Here We Are at Oleona 

Oleona ! Once it was a little village; now it, too, has passed away. All we could find was the foundation of the old road side inn — and this was pointed out to us. Then down the road 
is an old deserted farm house, the last building in Oleona, and  it's fast passing into decay. While standing near this place out in the road, Colonel H. W. Shoemaker came along in his 
several cars filled with friends on the way to the ruins of Ole Bull's castle. He stopped and calling us by name, introduced us to Hon. Gifford Pinchot, the Chief Forester, and many others, Mrs. Shoemaker being in the party. 

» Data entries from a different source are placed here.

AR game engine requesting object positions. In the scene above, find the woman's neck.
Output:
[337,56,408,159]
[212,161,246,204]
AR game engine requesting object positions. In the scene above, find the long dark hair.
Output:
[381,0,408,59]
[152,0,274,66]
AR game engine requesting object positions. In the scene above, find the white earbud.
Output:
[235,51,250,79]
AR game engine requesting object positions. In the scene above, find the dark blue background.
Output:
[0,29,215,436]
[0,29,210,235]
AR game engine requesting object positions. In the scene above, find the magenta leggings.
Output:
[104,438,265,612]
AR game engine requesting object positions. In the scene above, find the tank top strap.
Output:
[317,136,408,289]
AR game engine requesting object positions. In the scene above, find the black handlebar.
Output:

We next visited the old ruins of the castle up on the hill- easy to find, as a large flagstaff with Old Glory floating, designates the spot. A little bridge over the creek and through the beautiful woods, a path about 10 feet wide, leads up the steep mountain to the old ruin. There we found the big retaining wall at the cliff ; the cellar with several birch and a maple tree growing on the ruins of the cellar foundation ; many ferns are seen. 

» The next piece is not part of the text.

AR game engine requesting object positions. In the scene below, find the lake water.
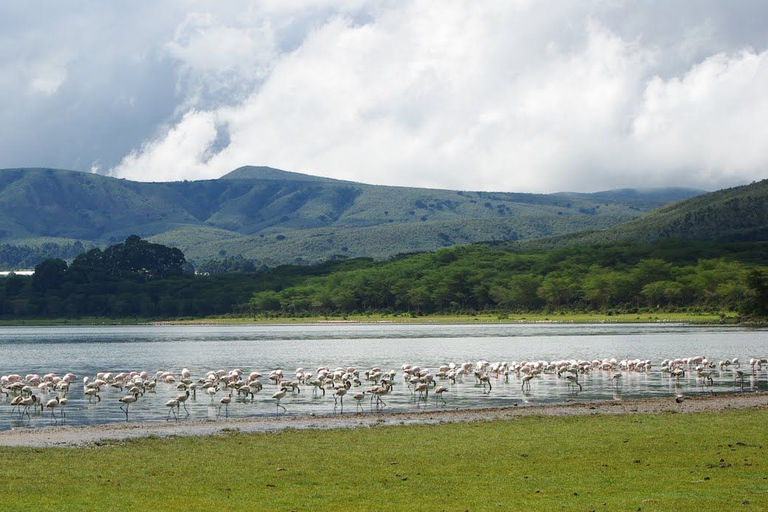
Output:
[0,324,768,430]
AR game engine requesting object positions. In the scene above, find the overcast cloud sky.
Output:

From the high point one can see all up and down Kettle Creek and over the Little Valley far below. It was the land of Ole Bull's dreams, the land and colony, he could look some day 
upon and enjoy his little flock in prosperity and a long and happy life ; but alas ! they became hungry and cold and no longer could the strains of the music from his old Stradivarius cheer them up. they became sad and disheartened, some wandered away, others died of cold and hunger, and today Oleona is but a memory. 

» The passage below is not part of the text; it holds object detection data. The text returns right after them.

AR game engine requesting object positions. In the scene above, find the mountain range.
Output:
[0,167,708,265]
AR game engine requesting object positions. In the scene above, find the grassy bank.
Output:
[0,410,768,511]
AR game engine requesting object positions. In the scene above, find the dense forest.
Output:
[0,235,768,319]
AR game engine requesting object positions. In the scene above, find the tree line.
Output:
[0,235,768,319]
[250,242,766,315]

Ole Bull will not be forgotten. How he ever reached this historical spot the writer does not know, but last Friday, July 30, 1920, over 6,000 men, women and children from many part" 
of the state gathered at the old castle ruins in respect to him who sleeps over 4,000 miles away. And when we wandered down into the woods just below the cliff, we could hear the sweet strains of the violin in another master's hands — Doctor Will George Butler. He was playing one of his own compositions — "Visions of Oleona" — and while listening to it these few lines came to me : 

The Old Refrain 

Over and Over the dulcet refrain 
Sings itself in the heart of me — 
Bringing in retrospective train 
The smiles and tears of the Used-to-Be. 

Now in the hush of a warm summer eve, 
I wander again in the lover's way, 
With a maid in the wood of Make-Believe, 
Arms linked in arms, in the mode of May. 

Again I feel with a deep regret 
The weight of the days that come no more, 
The days that live in the heart, and yet, 
Have gone vain paths to an unknown shore. 

Mingled with joys are the sad, sweet tears 
That we shed with friends o'er a new-made grave, 
They are rainbow mists for the future years, 
A balm for the wounds Dark Sorrow gave. 

And out of the years we have loved and lost 
Sweet music comes with its healing wing, 
Out of the depths of a great soul tossed 
Are the soothing strains of remembering. 

From the bow and enchanted strings there comes 
A voice as intimate and as dear 
As when in the dusk a loved one hums 
The runes and tunes of a yesterday. 

The distance from Williamsport to Ole Bull's castle is 69 
miles — good roads and beautiful mountain scenery all the way.